RD658 - Virginia Task Force on Primary Care Years 1 & 2 Summary Report, Years 3 & 4 Workplan and Current Activities


Executive Summary:

In August 2020, the Virginia Center for Health Innovation (VCHI) launched the Virginia Task Force on Primary Care, which aims to:

• Build a stakeholder coalition to direct primary care support and advance the use of data/communication systems for action;

• Define payment models to better support primary care and support practice viability through systems that allow for predictability in financial support;

• Describe the infrastructure needed to support primary care;

• Identify markers of high value care in the COVID and post COVID era to function as quality metrics; and

• Promote innovations in telehealth, population health management, and outreach to adapt to the changing COVID environment.

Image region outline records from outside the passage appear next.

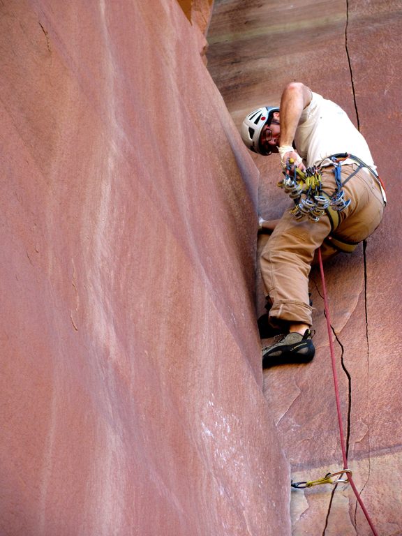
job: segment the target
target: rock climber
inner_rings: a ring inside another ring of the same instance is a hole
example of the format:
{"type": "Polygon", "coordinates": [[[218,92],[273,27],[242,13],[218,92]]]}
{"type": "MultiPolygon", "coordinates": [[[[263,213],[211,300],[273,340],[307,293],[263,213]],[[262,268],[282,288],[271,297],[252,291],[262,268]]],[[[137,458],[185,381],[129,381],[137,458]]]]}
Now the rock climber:
{"type": "Polygon", "coordinates": [[[308,295],[315,252],[321,247],[323,259],[339,251],[351,252],[380,224],[385,194],[367,143],[346,113],[301,82],[285,87],[279,107],[248,114],[241,137],[255,153],[279,154],[290,181],[288,191],[297,198],[297,179],[318,177],[318,197],[303,201],[299,196],[297,204],[294,195],[291,211],[278,221],[262,222],[273,231],[260,258],[269,309],[266,327],[285,334],[262,349],[263,367],[308,362],[315,353],[308,295]]]}

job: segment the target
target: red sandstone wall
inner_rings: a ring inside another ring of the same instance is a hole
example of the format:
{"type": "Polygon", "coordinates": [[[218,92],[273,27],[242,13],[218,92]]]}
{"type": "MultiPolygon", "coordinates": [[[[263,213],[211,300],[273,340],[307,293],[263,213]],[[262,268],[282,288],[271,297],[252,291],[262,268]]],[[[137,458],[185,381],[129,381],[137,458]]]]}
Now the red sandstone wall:
{"type": "MultiPolygon", "coordinates": [[[[216,0],[208,67],[237,126],[246,113],[278,103],[301,80],[338,102],[366,137],[388,193],[376,233],[326,267],[343,425],[354,480],[379,535],[402,534],[399,476],[402,399],[399,145],[401,3],[216,0]],[[358,122],[359,121],[359,122],[358,122]]],[[[259,205],[278,217],[288,201],[276,184],[278,162],[255,158],[259,205]]],[[[260,237],[259,248],[265,237],[260,237]]],[[[265,393],[295,481],[342,468],[320,274],[312,273],[316,357],[311,365],[264,373],[265,393]]],[[[259,293],[262,312],[263,293],[259,293]]],[[[372,534],[348,485],[294,491],[292,535],[372,534]]]]}
{"type": "Polygon", "coordinates": [[[0,533],[290,534],[258,172],[176,0],[0,5],[0,533]]]}

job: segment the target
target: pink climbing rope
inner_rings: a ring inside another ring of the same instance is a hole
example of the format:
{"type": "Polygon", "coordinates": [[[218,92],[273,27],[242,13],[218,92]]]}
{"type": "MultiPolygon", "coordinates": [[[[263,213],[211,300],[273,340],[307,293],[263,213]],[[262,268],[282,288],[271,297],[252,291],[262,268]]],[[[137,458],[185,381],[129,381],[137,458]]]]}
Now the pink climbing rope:
{"type": "MultiPolygon", "coordinates": [[[[341,412],[341,402],[339,400],[339,388],[338,386],[338,374],[336,373],[336,366],[335,363],[335,352],[334,350],[334,343],[332,342],[332,330],[331,328],[331,321],[329,319],[329,310],[328,308],[328,301],[327,299],[327,287],[325,285],[325,278],[324,277],[324,268],[322,267],[322,258],[321,256],[321,248],[318,248],[318,262],[320,264],[320,271],[321,273],[321,280],[322,281],[322,294],[324,295],[324,308],[325,311],[325,317],[327,318],[327,328],[328,329],[328,338],[329,340],[329,351],[331,352],[331,361],[332,362],[332,375],[334,377],[334,385],[335,387],[335,397],[336,399],[336,410],[338,412],[338,424],[339,425],[339,436],[341,438],[342,458],[343,459],[343,469],[348,469],[348,456],[346,455],[346,449],[345,447],[345,437],[343,435],[343,425],[342,424],[342,414],[341,412]]],[[[374,535],[374,536],[378,536],[378,533],[375,530],[375,528],[373,525],[373,522],[370,519],[370,516],[368,515],[368,512],[367,512],[367,510],[366,509],[366,507],[363,504],[363,501],[362,500],[362,498],[360,497],[360,494],[359,493],[359,491],[357,491],[356,486],[355,485],[355,482],[353,482],[353,479],[352,478],[352,475],[350,473],[348,474],[348,479],[350,484],[350,486],[352,486],[352,489],[355,492],[355,495],[356,496],[356,498],[359,502],[359,504],[362,507],[363,513],[366,516],[366,519],[368,522],[368,525],[370,525],[370,528],[373,531],[373,534],[374,535]]]]}

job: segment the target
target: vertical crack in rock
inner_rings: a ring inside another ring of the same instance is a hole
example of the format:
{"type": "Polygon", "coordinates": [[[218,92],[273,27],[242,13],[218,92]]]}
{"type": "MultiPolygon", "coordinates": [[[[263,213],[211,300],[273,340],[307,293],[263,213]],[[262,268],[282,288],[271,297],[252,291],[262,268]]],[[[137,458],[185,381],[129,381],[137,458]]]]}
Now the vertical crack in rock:
{"type": "Polygon", "coordinates": [[[43,34],[45,34],[45,37],[46,38],[46,46],[47,47],[47,50],[49,50],[50,52],[52,52],[52,49],[50,48],[50,38],[49,38],[49,33],[45,29],[43,26],[39,22],[39,26],[42,29],[42,31],[43,34]]]}
{"type": "MultiPolygon", "coordinates": [[[[366,342],[367,345],[367,375],[369,375],[369,366],[370,366],[370,344],[368,342],[368,313],[367,310],[367,254],[366,252],[367,248],[367,241],[364,240],[363,241],[363,265],[364,268],[364,315],[365,315],[365,320],[366,320],[366,342]]],[[[368,403],[370,402],[370,399],[368,399],[368,403]]],[[[370,455],[370,412],[368,412],[368,424],[367,424],[367,430],[368,430],[368,453],[367,456],[367,461],[368,462],[368,468],[367,471],[367,478],[366,479],[366,482],[364,482],[364,485],[362,486],[362,489],[359,491],[360,495],[363,493],[364,491],[364,488],[367,485],[367,483],[368,482],[368,479],[370,478],[370,473],[371,471],[371,455],[370,455]]],[[[355,526],[357,526],[357,507],[358,503],[357,501],[356,501],[355,505],[355,526]]]]}
{"type": "Polygon", "coordinates": [[[353,71],[352,70],[352,62],[350,61],[350,55],[348,47],[348,27],[349,25],[349,0],[346,0],[346,24],[345,24],[345,49],[346,50],[346,57],[348,57],[348,64],[349,65],[349,72],[350,73],[350,84],[352,84],[352,91],[353,92],[353,102],[355,103],[355,111],[356,112],[356,120],[357,121],[357,129],[360,131],[360,121],[359,119],[359,112],[357,111],[357,105],[356,103],[356,94],[355,93],[355,82],[353,82],[353,71]]]}

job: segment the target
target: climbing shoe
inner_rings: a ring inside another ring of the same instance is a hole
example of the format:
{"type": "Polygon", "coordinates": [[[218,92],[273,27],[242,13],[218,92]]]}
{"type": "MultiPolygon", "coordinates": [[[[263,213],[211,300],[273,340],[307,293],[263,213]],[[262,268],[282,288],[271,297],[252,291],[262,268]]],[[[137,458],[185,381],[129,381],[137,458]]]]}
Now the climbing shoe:
{"type": "Polygon", "coordinates": [[[288,363],[308,363],[315,353],[310,329],[306,329],[304,335],[288,333],[271,346],[262,348],[262,368],[288,363]]]}

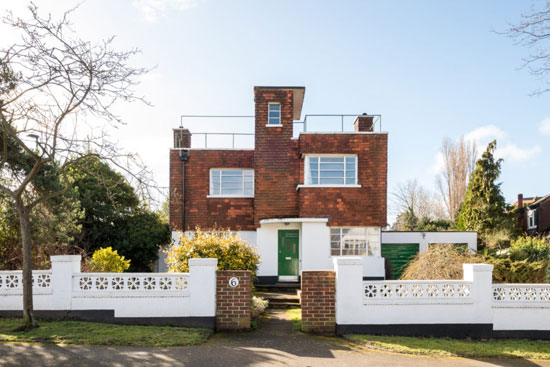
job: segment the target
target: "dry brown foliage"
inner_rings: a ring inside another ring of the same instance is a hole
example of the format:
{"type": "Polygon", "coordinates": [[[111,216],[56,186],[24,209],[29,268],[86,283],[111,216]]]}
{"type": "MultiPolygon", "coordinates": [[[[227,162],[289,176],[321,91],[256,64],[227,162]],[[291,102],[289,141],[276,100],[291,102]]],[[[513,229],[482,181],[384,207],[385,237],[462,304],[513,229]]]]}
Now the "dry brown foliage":
{"type": "Polygon", "coordinates": [[[432,244],[411,260],[400,279],[463,279],[462,264],[481,263],[483,259],[453,244],[432,244]]]}

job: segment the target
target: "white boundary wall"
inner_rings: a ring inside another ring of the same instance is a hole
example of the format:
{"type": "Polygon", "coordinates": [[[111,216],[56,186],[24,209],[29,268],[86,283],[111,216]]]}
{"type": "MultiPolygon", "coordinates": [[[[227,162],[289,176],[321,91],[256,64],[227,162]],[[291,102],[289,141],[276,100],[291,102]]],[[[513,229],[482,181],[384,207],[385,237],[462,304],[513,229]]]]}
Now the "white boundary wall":
{"type": "Polygon", "coordinates": [[[338,325],[492,324],[550,331],[550,284],[493,284],[493,266],[464,264],[463,280],[363,281],[363,259],[334,259],[338,325]]]}
{"type": "MultiPolygon", "coordinates": [[[[81,273],[81,256],[52,256],[33,271],[37,311],[114,310],[115,317],[214,317],[217,259],[190,259],[189,273],[81,273]]],[[[0,271],[0,310],[23,306],[21,271],[0,271]]]]}

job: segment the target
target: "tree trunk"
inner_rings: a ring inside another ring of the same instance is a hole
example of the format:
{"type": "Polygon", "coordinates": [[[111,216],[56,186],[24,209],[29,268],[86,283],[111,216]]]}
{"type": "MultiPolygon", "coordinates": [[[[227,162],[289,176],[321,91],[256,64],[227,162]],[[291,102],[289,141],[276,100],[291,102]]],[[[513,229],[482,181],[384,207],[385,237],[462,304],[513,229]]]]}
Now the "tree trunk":
{"type": "Polygon", "coordinates": [[[23,329],[37,326],[34,319],[32,302],[32,241],[29,210],[21,199],[16,200],[19,225],[21,226],[21,245],[23,246],[23,329]]]}

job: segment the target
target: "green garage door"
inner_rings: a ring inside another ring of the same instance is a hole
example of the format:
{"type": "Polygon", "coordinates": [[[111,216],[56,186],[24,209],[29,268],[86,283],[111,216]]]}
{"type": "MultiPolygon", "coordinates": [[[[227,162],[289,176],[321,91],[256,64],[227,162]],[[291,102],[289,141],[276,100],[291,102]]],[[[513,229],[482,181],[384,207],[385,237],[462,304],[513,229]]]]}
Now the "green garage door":
{"type": "Polygon", "coordinates": [[[391,279],[399,279],[409,261],[418,253],[418,243],[383,243],[382,257],[391,263],[391,279]]]}

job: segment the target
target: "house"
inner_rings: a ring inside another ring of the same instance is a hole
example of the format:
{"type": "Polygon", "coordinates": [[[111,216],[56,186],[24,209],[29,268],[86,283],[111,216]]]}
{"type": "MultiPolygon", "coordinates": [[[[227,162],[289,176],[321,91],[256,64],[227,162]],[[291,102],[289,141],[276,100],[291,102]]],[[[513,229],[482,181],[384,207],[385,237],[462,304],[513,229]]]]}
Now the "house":
{"type": "Polygon", "coordinates": [[[253,149],[192,148],[193,134],[174,129],[173,238],[197,226],[229,228],[257,247],[265,283],[332,269],[341,255],[363,256],[364,276],[383,279],[388,134],[374,131],[373,115],[356,116],[354,131],[328,133],[310,131],[304,119],[298,133],[304,94],[254,87],[253,149]]]}
{"type": "MultiPolygon", "coordinates": [[[[332,269],[337,256],[361,256],[363,277],[380,280],[386,276],[384,257],[393,264],[391,276],[398,277],[429,244],[461,243],[476,250],[475,232],[382,232],[388,134],[379,131],[380,116],[305,115],[300,121],[304,95],[304,87],[254,87],[249,149],[213,148],[212,134],[174,129],[174,242],[196,227],[230,229],[257,247],[263,283],[293,282],[302,270],[332,269]],[[319,131],[312,117],[325,118],[332,129],[319,131]]],[[[229,135],[234,142],[235,134],[229,135]]]]}
{"type": "Polygon", "coordinates": [[[518,227],[529,236],[550,237],[550,195],[524,198],[518,195],[514,203],[518,208],[518,227]]]}

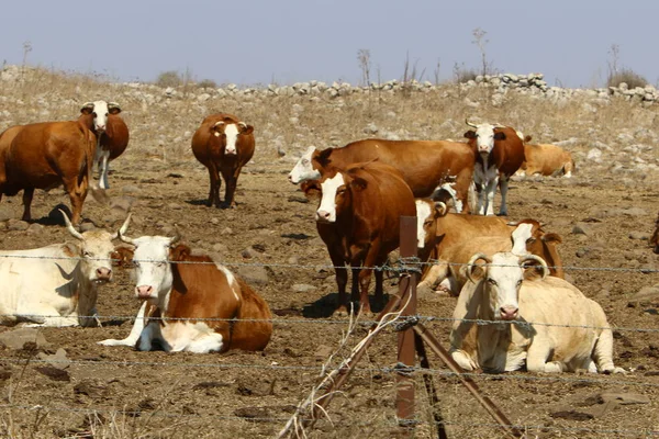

The 31 task force members, comprised of primary care clinicians, employers, health plan representatives, patient advocates, and state government leaders from the executive and legislative branches defined success as:

• Clinicians and payers establish a better relationship in order to partner in seeking better health and lower costs for Virginians;

• Primary care services are accessible, integrated, equitable, convenient, and affordable for patients in all Virginia communities;

• Virginia promotes a positive primary care practice experience for clinicians, leading to retention and growth in the number of primary care providers;

• The viability of primary care practices is safeguarded, primary care payment is predictable and tied to meaningful performance measurement in order to advance better health care value, and primary care is less susceptible to changes in the economy; and

• Positive primary care innovations, such as telehealth, adopted during the pandemic are maintained and advanced where needed.

The task force was funded in Year 1 with a $204,610 grant from Arnold Ventures and the support and engagement of Governor Ralph Northam and Virginia Secretary of Health and Human Resources, Daniel Carey, MD. The task force was then funded in year two through a $297,295 contract with the Virginia Department of Medical Assistance Services.